This function serves as an all-in-one interface for various genomic data analyses leveraging k-mer based techniques.
kmeRtone(
case.coor.path,
genome.name,
strand.sensitive,
k,
ctrl.rel.pos = c(80, 500),
case.pattern,
output.dir = "output/",
case,
genome,
control,
control.path,
genome.path,
rm.case.kmer.overlaps,
single.case.len,
merge.replicates,
kmer.table,
module = "score",
rm.dup = TRUE,
case.coor.1st.idx = 1,
ctrl.coor.1st.idx = 1,
coor.load.limit = 1,
genome.load.limit = 1,
genome.fasta.style = "UCSC",
genome.ncbi.db = "refseq",
use.UCSC.chr.name = FALSE,
verbose = TRUE,
kmer.cutoff = 5,
selected.extremophiles,
other.extremophiles,
cosmic.username,
cosmic.password,
tumour.type.regex = NULL,
tumour.type.exact = NULL,
cell.type = "somatic",
genic.elements.counts.dt,
population.size = 1e+06,
selected.genes,
add.to.existing.population = FALSE,
population.snv.dt = NULL,
pop.plot = TRUE,
pop.loop.chr = FALSE
)
Depends on the selected module.
Path to a folder containing chromosome-separated coordinate files or bedfiles. Assumed replicates for subfolder or bedfiles.
Name of the genome (e.g., "hg19", "hg38"). Default is "unknown".
Logical value indicating whether strand polarity matters. Default is TRUE.
Length of k-mer to be investigated. Recommended values are 7 or 8.

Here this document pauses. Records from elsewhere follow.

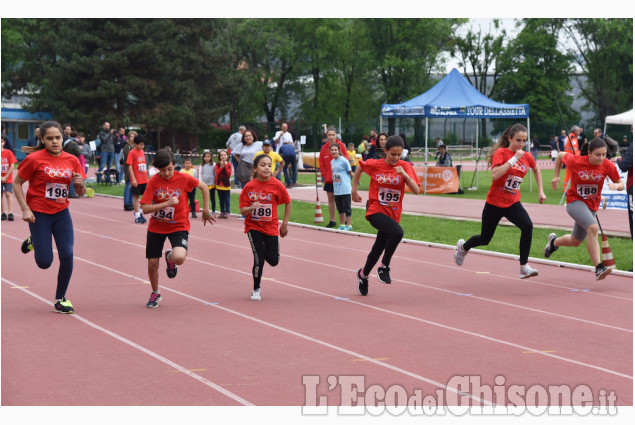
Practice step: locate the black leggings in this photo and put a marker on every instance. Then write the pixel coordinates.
(389, 234)
(516, 214)
(264, 248)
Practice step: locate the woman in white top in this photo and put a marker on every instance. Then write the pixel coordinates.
(244, 154)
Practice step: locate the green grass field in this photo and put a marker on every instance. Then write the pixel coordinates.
(447, 231)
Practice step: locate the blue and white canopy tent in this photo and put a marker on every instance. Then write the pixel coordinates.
(454, 97)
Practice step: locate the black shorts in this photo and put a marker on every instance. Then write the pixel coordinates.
(155, 241)
(139, 189)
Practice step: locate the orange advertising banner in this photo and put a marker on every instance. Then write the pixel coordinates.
(439, 179)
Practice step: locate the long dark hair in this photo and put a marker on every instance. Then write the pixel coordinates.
(594, 144)
(503, 142)
(40, 144)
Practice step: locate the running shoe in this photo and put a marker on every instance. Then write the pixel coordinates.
(171, 269)
(153, 302)
(459, 253)
(527, 271)
(383, 274)
(362, 283)
(601, 272)
(27, 245)
(64, 306)
(550, 248)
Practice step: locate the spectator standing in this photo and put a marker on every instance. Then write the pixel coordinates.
(289, 157)
(626, 164)
(232, 143)
(106, 138)
(127, 190)
(119, 142)
(325, 169)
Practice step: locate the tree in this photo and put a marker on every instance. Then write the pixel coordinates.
(534, 71)
(478, 56)
(604, 51)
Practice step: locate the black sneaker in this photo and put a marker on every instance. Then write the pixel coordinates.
(362, 283)
(64, 306)
(383, 274)
(153, 302)
(27, 245)
(171, 268)
(601, 272)
(550, 248)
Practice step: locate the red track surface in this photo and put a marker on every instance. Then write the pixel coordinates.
(208, 344)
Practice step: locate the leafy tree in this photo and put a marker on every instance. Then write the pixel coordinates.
(534, 71)
(604, 51)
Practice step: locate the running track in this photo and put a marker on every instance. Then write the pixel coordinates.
(209, 345)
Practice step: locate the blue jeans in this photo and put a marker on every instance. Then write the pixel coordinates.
(289, 162)
(60, 227)
(106, 159)
(127, 193)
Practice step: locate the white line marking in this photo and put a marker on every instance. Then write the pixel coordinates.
(150, 353)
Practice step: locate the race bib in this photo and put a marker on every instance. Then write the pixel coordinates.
(388, 196)
(263, 213)
(587, 190)
(57, 192)
(166, 214)
(512, 184)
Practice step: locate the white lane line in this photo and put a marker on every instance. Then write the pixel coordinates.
(144, 350)
(447, 327)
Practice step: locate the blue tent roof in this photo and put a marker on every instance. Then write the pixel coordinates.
(453, 97)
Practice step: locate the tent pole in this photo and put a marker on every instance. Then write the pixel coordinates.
(425, 168)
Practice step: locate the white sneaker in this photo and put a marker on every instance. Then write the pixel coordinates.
(255, 295)
(526, 271)
(459, 253)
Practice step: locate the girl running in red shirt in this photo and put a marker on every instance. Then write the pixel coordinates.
(509, 166)
(50, 171)
(165, 198)
(588, 172)
(388, 179)
(258, 203)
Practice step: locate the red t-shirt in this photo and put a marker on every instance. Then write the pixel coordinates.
(49, 177)
(270, 194)
(7, 159)
(137, 159)
(587, 180)
(169, 219)
(386, 190)
(325, 160)
(505, 190)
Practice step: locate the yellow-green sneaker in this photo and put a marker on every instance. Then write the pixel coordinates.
(64, 306)
(27, 245)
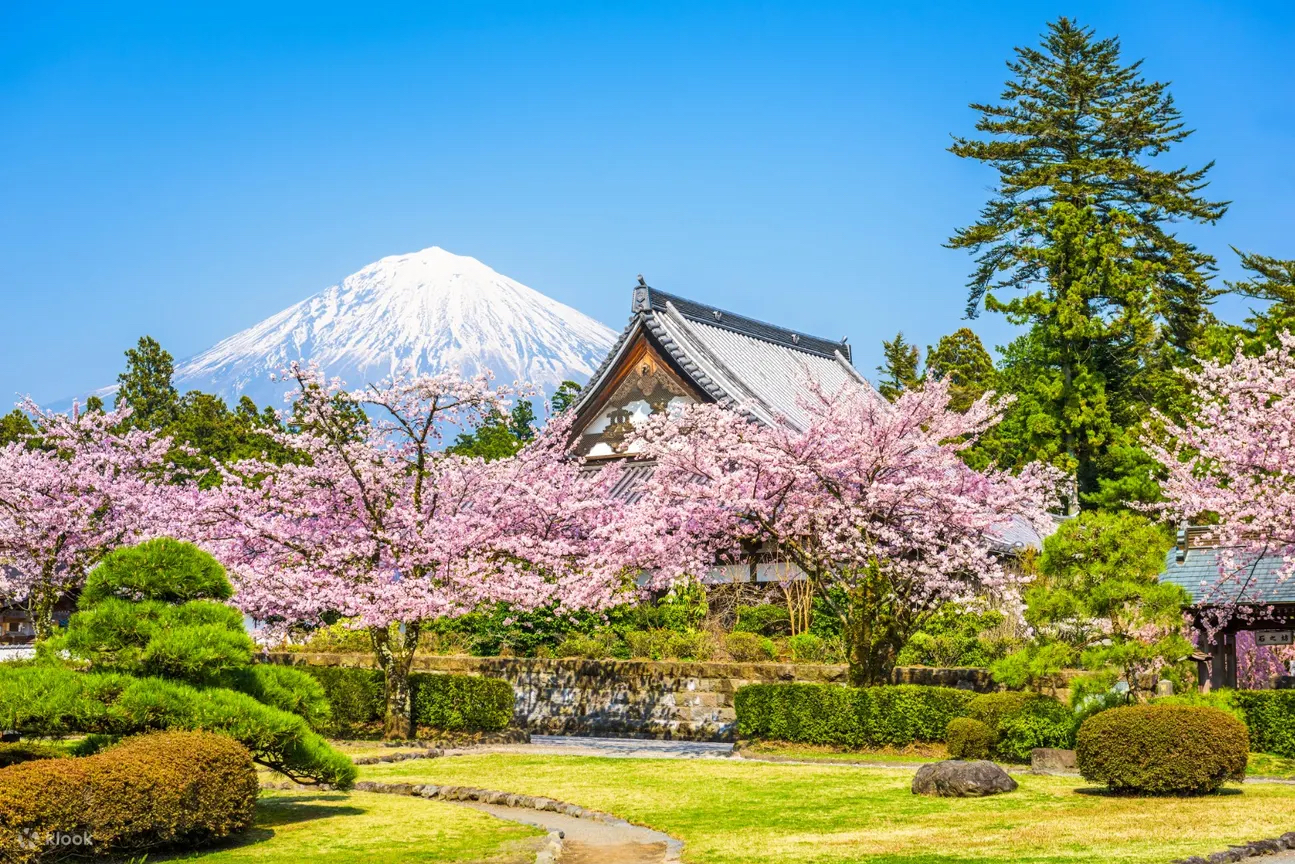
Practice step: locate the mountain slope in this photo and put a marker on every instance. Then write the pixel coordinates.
(424, 312)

A vector of two integers specifying the relative range positions of control regions.
Regular expression pattern for identifying case regions. Default is NULL.
Directory path for saving output files. Default is "output/".

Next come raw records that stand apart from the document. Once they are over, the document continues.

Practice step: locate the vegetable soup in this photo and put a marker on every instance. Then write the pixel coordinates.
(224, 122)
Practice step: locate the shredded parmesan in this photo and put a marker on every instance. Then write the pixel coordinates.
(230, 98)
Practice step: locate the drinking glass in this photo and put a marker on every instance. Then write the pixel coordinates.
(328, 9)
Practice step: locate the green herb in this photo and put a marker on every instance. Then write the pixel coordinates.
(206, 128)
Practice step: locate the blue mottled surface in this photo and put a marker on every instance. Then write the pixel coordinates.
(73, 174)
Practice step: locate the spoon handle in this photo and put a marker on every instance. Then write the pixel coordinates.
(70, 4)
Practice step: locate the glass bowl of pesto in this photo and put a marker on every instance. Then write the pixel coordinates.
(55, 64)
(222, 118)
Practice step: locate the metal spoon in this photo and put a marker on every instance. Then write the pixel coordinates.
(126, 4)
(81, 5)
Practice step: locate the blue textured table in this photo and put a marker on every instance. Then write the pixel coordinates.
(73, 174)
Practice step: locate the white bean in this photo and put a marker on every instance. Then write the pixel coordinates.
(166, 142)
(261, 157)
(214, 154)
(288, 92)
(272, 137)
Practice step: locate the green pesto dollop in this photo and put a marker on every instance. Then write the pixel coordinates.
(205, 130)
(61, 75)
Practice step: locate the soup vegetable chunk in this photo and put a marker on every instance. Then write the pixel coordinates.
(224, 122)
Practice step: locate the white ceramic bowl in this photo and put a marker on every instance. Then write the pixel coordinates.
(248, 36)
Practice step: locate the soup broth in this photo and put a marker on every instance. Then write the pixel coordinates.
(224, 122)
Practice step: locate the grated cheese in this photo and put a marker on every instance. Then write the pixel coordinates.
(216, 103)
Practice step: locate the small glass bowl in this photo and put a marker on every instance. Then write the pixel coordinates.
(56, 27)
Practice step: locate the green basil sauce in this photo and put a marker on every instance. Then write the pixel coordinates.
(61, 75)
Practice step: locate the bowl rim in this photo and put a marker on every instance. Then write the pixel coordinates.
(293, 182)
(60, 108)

Optional pre-built Coordinate object.
Optional pre-built Genome object.
Optional pre-built control Coordinate object.
Path for pre-built control Coordinate object.
Path to a directory of user-provided genome FASTA files.

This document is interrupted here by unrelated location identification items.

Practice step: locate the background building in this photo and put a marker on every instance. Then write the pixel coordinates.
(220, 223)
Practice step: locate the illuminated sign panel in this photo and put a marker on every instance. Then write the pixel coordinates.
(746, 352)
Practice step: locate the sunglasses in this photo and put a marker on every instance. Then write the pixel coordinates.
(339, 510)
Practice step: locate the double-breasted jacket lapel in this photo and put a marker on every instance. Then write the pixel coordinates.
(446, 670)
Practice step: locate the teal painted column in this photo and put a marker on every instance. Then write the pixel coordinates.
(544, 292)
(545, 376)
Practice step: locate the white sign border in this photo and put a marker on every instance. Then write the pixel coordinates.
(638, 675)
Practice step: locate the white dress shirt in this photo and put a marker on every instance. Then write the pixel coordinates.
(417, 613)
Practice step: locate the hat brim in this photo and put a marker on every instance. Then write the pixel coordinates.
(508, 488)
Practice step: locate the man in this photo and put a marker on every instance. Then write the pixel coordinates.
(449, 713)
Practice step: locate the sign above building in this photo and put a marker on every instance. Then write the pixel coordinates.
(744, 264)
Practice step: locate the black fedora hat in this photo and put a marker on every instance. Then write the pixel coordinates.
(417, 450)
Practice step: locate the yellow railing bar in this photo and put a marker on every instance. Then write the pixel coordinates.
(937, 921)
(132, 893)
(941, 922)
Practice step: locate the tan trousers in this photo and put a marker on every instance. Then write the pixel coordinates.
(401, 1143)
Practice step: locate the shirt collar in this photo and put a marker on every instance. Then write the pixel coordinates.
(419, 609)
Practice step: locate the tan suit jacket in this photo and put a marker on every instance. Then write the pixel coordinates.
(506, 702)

Logical indicating whether to remove overlapping k-mers in case regions. Default is FALSE.
Integer indicating uniform length of case regions.
Logical indicating whether to merge replicates. Default is TRUE.
Pre-calculated k-mer score table.
Selected kmeRtone module to run. Possible values include "score", "explore", "tune", among others.
Logical indicating whether to remove duplicate coordinates. Default is TRUE.
Integer specifying indexing format for case coordinates.
Integer specifying indexing format for control coordinates.
Maximum number of coordinates to load. Default is 1.
Maximum number of genome sequences to load. Default is 1.
String specifying the style of the genome FASTA. Possible values are "UCSC", "NCBI". Default is "UCSC".
String specifying the NCBI database to use. Possible values are "refseq", "genbank". Default is "refseq".
Logical indicating whether to use UCSC chromosome names.
Logical indicating whether to display progress messages. Default is TRUE.
Cutoff percentage for k-mer selection in case studies. Default is 5.
Vector of selected extremophile species for study.
Vector of other extremophile species for control.
COSMIC username for accessing the cancer gene census.
COSMIC password for accessing the cancer gene census.
Regular expression pattern for filtering tumour types.
Exact tumour type to be included in the cancer gene census.
Cell type to be included in the cancer gene census. Default is "somatic".
Data table of susceptible k-mer counts in genic elements.
Size of the population for cross-population studies. Default is 1 million.
Selected genes for mutation in cross-population studies.
Logical indicating whether to add to the existing simulated population. Default is FALSE.
Data table of single nucleotide variants used in population simulations.
Logical indicating whether to plot the outcome of the cross-population study. Default is TRUE.
Logical indicating whether to loop based on chromosome name in cross-population studies. Default is FALSE.